Dua Sebab Bunga Fintech Sulit Turun
Otoritas Jasa Keuangan (OJK) menyebut bunga financial technology (fintech) pinjam-meminjam (lending) yang mencapai 19% per tahun terlampau tinggi. Namun, ada dua hal yang membuat bunga kredit di industri ini sulit turun.
Direktur Asosiasi Fintech (Aftech) Ajisatria Sulaeman menyebutkan, kurangnya data membuat fintech sulit melakukan analisis risiko kredit. Memang, fintech mengadopsi teknologi yang bisa menggali data peminjam lewat media sosial ataupun penggunaan layanan seperti Go-Jek dan yang lainnya. Namun, data itu belum menjamin bahwa peminjam punya kemampuan dan itikad baik untuk membayar.
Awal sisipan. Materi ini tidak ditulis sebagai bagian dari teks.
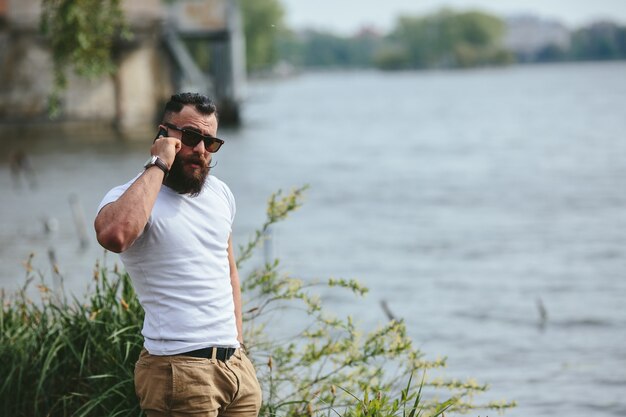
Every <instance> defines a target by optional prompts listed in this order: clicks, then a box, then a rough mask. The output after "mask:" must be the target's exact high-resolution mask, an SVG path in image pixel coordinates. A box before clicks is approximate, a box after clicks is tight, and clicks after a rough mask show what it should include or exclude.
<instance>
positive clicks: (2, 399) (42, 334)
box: [0, 255, 143, 417]
mask: <svg viewBox="0 0 626 417" xmlns="http://www.w3.org/2000/svg"><path fill="white" fill-rule="evenodd" d="M31 261H32V255H31V257H30V258H29V260H28V262H27V263H26V268H27V274H28V275H27V283H26V285H25V287H24V289H23V290H22V291H20V292H19V293H18V294H17V295H16V297H15V298H14V299H7V298H6V297H5V296H4V295H3V296H2V306H3V307H2V310H1V312H0V330H1V336H0V371H1V374H2V375H3V378H2V381H1V382H0V415H6V416H9V415H10V416H76V417H78V416H93V415H100V416H131V415H139V414H140V410H139V407H138V404H137V401H136V399H135V394H134V386H133V364H134V361H135V360H136V359H137V357H138V355H139V351H140V349H141V346H142V344H143V341H142V338H141V333H140V331H141V323H142V321H143V311H142V309H141V307H140V306H139V303H138V302H137V299H136V297H135V295H134V292H133V289H132V285H131V283H130V279H129V277H128V275H127V274H123V273H120V272H118V271H113V274H114V275H115V276H116V278H115V279H113V280H109V279H108V278H107V272H106V271H105V270H100V268H99V267H98V266H96V270H95V271H94V282H95V289H94V293H93V294H92V295H91V296H90V297H89V299H88V301H87V302H86V303H83V302H80V301H79V300H76V299H74V300H73V302H72V303H71V304H68V303H66V302H64V301H63V300H60V299H59V297H56V296H55V294H54V293H53V292H52V291H51V290H50V289H49V288H48V287H46V286H45V285H44V284H43V282H42V283H41V284H39V285H38V287H39V291H40V293H41V302H39V303H35V302H32V301H31V300H30V299H29V298H28V297H27V296H26V289H27V286H28V285H29V284H30V283H32V281H33V280H34V278H35V277H36V274H35V273H34V272H33V269H32V266H31ZM40 278H41V276H40Z"/></svg>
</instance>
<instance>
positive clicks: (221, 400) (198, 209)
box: [95, 93, 261, 417]
mask: <svg viewBox="0 0 626 417" xmlns="http://www.w3.org/2000/svg"><path fill="white" fill-rule="evenodd" d="M217 127H218V119H217V111H216V107H215V104H214V103H213V102H212V101H211V100H210V99H209V98H208V97H206V96H203V95H200V94H194V93H182V94H176V95H173V96H172V97H171V99H170V101H169V102H168V103H167V104H166V105H165V111H164V113H163V117H162V121H161V124H160V125H159V133H158V134H157V138H156V139H155V141H154V143H153V144H152V147H151V148H150V153H151V155H152V156H151V158H150V159H149V160H148V162H147V163H146V164H145V166H144V171H143V172H142V173H140V174H138V175H137V176H136V177H135V178H134V179H132V180H131V181H129V182H128V183H126V184H124V185H121V186H118V187H115V188H113V189H112V190H111V191H109V192H108V193H107V194H106V196H105V197H104V199H103V200H102V202H101V203H100V206H99V208H98V214H97V216H96V219H95V229H96V235H97V238H98V242H100V244H101V245H102V246H103V247H104V248H106V249H108V250H110V251H113V252H116V253H120V257H121V259H122V262H123V263H124V267H125V268H126V270H127V272H128V273H129V274H130V277H131V279H132V282H133V286H134V287H135V291H136V293H137V296H138V299H139V301H140V303H141V305H142V307H143V309H144V311H145V319H144V323H143V329H142V335H143V337H144V349H143V350H142V352H141V355H140V357H139V359H138V361H137V363H136V365H135V389H136V392H137V396H138V397H139V402H140V405H141V408H142V409H143V410H144V411H145V412H146V414H147V415H148V417H152V416H183V415H192V414H193V415H194V416H207V417H209V416H211V417H214V416H226V417H228V416H250V417H254V416H257V415H258V413H259V408H260V405H261V390H260V387H259V383H258V381H257V378H256V372H255V370H254V367H253V366H252V363H251V362H250V360H249V359H248V358H247V356H246V353H245V349H244V348H243V333H242V317H241V291H240V284H239V275H238V273H237V266H236V264H235V259H234V255H233V245H232V237H231V234H232V224H233V220H234V217H235V199H234V197H233V194H232V193H231V191H230V189H229V188H228V186H227V185H226V184H224V183H223V182H222V181H220V180H219V179H217V178H216V177H215V176H213V175H209V171H210V163H211V158H212V154H213V153H215V152H217V151H218V150H219V149H220V147H221V146H222V144H223V143H224V141H222V140H221V139H218V138H217V137H216V135H217Z"/></svg>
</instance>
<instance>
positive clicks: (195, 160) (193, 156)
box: [177, 156, 217, 169]
mask: <svg viewBox="0 0 626 417" xmlns="http://www.w3.org/2000/svg"><path fill="white" fill-rule="evenodd" d="M177 158H178V156H177ZM181 159H182V158H181ZM181 162H184V163H189V164H198V165H201V166H203V167H208V168H209V169H211V168H215V167H216V166H217V161H213V158H211V162H213V164H212V165H210V164H209V163H208V162H207V160H206V158H203V157H202V156H188V157H186V158H185V159H184V160H181Z"/></svg>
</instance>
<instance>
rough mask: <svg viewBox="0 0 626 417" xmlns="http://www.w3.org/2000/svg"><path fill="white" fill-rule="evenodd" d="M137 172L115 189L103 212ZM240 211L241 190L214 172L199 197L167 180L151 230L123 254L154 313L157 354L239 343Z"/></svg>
mask: <svg viewBox="0 0 626 417" xmlns="http://www.w3.org/2000/svg"><path fill="white" fill-rule="evenodd" d="M136 179H137V177H135V178H134V179H133V180H131V181H129V182H128V183H126V184H124V185H121V186H118V187H115V188H113V189H112V190H111V191H109V192H108V193H107V194H106V196H105V197H104V199H103V200H102V202H101V203H100V206H99V207H98V211H100V209H102V207H104V206H105V205H106V204H109V203H111V202H113V201H115V200H117V199H118V198H119V197H120V196H121V195H122V194H123V193H124V191H126V189H128V187H130V185H131V184H132V183H133V182H134V181H135V180H136ZM234 218H235V199H234V197H233V194H232V192H231V191H230V189H229V188H228V186H227V185H226V184H224V183H223V182H222V181H220V180H219V179H217V178H215V177H214V176H213V175H209V176H208V177H207V180H206V182H205V184H204V187H203V189H202V191H201V193H200V195H198V196H197V197H189V196H188V195H183V194H178V193H177V192H175V191H173V190H172V189H170V188H169V187H166V186H163V187H161V190H160V191H159V195H158V197H157V200H156V203H155V205H154V208H153V210H152V214H151V215H150V218H149V219H148V224H147V225H146V227H145V229H144V231H143V233H142V234H141V236H140V237H139V238H137V240H136V241H135V242H134V243H133V245H132V246H131V247H130V248H128V249H127V250H126V251H124V252H123V253H121V254H120V257H121V259H122V262H123V263H124V267H125V268H126V271H127V272H128V273H129V274H130V277H131V279H132V281H133V285H134V287H135V291H136V293H137V297H138V299H139V302H140V303H141V305H142V307H143V309H144V311H145V313H146V314H145V319H144V324H143V330H142V334H143V336H144V346H145V348H146V349H147V350H148V352H150V353H151V354H153V355H174V354H177V353H182V352H186V351H190V350H194V349H201V348H205V347H209V346H223V347H238V346H239V342H238V341H237V325H236V321H235V307H234V301H233V290H232V286H231V283H230V266H229V263H228V239H229V237H230V234H231V231H232V224H233V220H234Z"/></svg>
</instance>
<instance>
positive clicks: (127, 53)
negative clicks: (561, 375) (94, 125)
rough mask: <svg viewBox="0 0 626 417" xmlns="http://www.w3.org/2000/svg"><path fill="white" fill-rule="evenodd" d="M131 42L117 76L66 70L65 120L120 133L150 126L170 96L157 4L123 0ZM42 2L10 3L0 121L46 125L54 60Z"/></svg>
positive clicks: (1, 88)
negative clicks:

Data lengkap itu bisa diperoleh fintech lewat Sistem Layanan Informasi Keuangan (SLIK). "Data dari Direktorat Jenderal (Ditjen) Kependudukan dan Pencatatan Sipil (Dukcapil) dan SLIK sangat penting, supaya kami bisa pastikan borrower itu tidak bisa fraud," ujarnya di Fintech Space, Jakarta, Selasa (28/8).
Fintech memang sudah bisa bertukar data dengan perbankan dan lembaga jasa keuangan lainnya lewat SLIK, meskipun baru diwajibkan OJK pada 2022 nanti. Namun, Aji menjelaskan bahwa sistem pendataan peminjam di fintech berbeda dengan perbankan. "Format (untuk) fintech ini belum ada," ujarnya.
(Baca juga: Fintech Lending Diklaim Sumbang Rp 26 Triliun ke PDB Indonesia)
Padahal, risiko yang ditanggung fintech imbas kredit bermasalah (Non Performing Loan/NPL) bisa menurun bila mendapat akses data dari SLIK. Seiring dengan penurunan risiko itu, bunga fintech juga akan menurun. Alhasil, beberapa fintech memilih bunga tinggi untuk mengantisipasi NPL.
Memang ada fintech yang menggunakan jasa penilai kredit (credit scoring) seperti pemeringkat efek Indonesia (Pefindo) biro kredit. Hanya, tentu ada biaya tambahan. Nah, biaya tambahan ini dibebankan kepada peminjam lewat bunga atau ongkos operasional. "Fokusnya bagaimana kami bisa identifikasi borrower, terutama yang beritikad baik," ujarnya.
Perlu diingat, kata dia, peminjam yang menggunakan layanan fintech biasanya tidak memenuhi persyaratan perbankan. Itu artinya, ada risiko yang tidak ingin diambil oleh bank. Sementara, besaran bunga fintech ataupun lembaga jasa keuangan lainnya berbanding lurus dengan tingkat risikonya.